If using a SQL Server configured with an Always On Availability Group or after migrating an installation, do the following to identify the port:
- In Object Explorer, connect to a server instance that hosts any availability replica of the availability group whose listener you want to view. Select the server name to expand the server tree.
- Expand the Always On High Availability node and the Availability Groups node.
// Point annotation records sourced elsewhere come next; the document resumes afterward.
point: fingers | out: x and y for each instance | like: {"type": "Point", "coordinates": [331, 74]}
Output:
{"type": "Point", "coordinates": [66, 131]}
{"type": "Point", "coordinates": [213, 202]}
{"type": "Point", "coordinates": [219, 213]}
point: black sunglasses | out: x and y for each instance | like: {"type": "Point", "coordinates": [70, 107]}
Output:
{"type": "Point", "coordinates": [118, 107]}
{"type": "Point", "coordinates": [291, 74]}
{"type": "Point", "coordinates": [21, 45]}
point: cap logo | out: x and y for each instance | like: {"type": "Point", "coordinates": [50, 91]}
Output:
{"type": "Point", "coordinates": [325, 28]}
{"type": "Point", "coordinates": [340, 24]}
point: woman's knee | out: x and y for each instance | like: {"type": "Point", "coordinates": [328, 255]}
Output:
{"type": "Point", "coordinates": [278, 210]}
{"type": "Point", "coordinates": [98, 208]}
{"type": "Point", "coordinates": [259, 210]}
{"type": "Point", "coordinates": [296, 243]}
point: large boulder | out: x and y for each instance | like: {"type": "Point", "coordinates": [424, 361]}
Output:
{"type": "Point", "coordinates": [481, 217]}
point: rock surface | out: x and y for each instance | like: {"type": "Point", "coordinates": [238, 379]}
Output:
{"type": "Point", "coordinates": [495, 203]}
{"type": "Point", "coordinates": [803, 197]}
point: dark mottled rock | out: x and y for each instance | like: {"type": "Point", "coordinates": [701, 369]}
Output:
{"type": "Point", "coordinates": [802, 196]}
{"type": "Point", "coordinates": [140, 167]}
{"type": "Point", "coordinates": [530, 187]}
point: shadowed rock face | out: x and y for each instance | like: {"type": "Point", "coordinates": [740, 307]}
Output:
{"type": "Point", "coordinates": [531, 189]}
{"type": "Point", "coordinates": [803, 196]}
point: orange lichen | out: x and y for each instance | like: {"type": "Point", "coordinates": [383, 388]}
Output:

- Expand the node of the availability group, and expand the Availability Groups Listeners node.
- Right-click the listener that you want to view, and select the Properties command, opening the Availability Group Listener Properties dialog window, where the configured port should be available.
Kerberos authentication 3
For Windows clients using Kerberos authentication, and reside in a different domain from where the management servers are located, there are extra requirements that that must be met:
- A two-way transitive trust must be established between domains.
- The following ports must be open between the domains:
- TCP/UDP port 389 for LDAP.
- TCP/UDP port 88 for Kerberos.
- TCP/UDP port 53 for Domain Name Service (DNS).